Scrivo questa lettera con sincera gratitudine, perché quanto ho vissuto presso il “Centro di Diagnosi e Cura delle Cardiopatie Congenite – Giancarlo Rastelli” dell’Ospedale Civico di Palermo ha segnato profondamente la mia vita. In questo meraviglioso reparto, coordinato dal Prof. Iorio Fiore, dove paura e speranza spesso si incontrano, ho trovato un’umanità straordinaria, medici, infermieri e operatori sanitari che non soltanto compiono il loro dovere, ma lo trasformano in un gesto d’Amore. Ho potuto anche constatare che il reparto è sempre attivo, giorno e notte, garantendo un’assistenza continua e una presenza costante che infonde sicurezza in ogni momento. Lo straordinario intervento di sostituzione della Valvola Polmonare per via percutanea, realizzato senza apertura dello sterno, è stato per me un momento decisivo, un passaggio complesso, affrontato con timore ma anche con fiducia totale nei professionisti del “Centro Rastelli” di Palermo e del “Policlinico San Donato” di Milano.

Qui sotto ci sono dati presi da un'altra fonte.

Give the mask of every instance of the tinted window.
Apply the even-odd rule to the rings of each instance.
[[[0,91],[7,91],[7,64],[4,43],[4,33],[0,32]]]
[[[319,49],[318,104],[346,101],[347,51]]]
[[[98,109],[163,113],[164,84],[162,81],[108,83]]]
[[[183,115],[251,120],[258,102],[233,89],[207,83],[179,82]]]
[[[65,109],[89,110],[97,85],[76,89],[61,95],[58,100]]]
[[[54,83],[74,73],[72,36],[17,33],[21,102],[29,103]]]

L’esito positivo dell’operazione mi permette di guardare avanti con rinnovata fiducia, verso un futuro più sereno, anche per mio marito e per i miei bambini, che mi hanno vista affrontare ogni difficoltà grazie al sostegno di professionisti esperti e dall’animo generoso. Il Centro Rastelli è un patrimonio prezioso della nostra terra, un luogo in cui la vita viene accolta, protetta e restituita con cura. Ogni siciliano dovrebbe esserne orgoglioso, perché qui non si offre solo medicina e scienza, ma anche speranza. Qui si ascolta, si accompagna, si abbraccia con professionalità e Amore.
Un pensiero va anche ai volontari dell’Associazione “Movimento per la Salute dei Giovani”, guidata da Fabrizio Artale. La loro presenza discreta ma costante, il loro sostegno ricco di sensibilità, sono un dono inestimabile per chi affronta un ricovero e le sfide quotidiane di una cardiopatia congenita. Sono loro, con il sorriso e l’altruismo, a ricordarci che non siamo soli.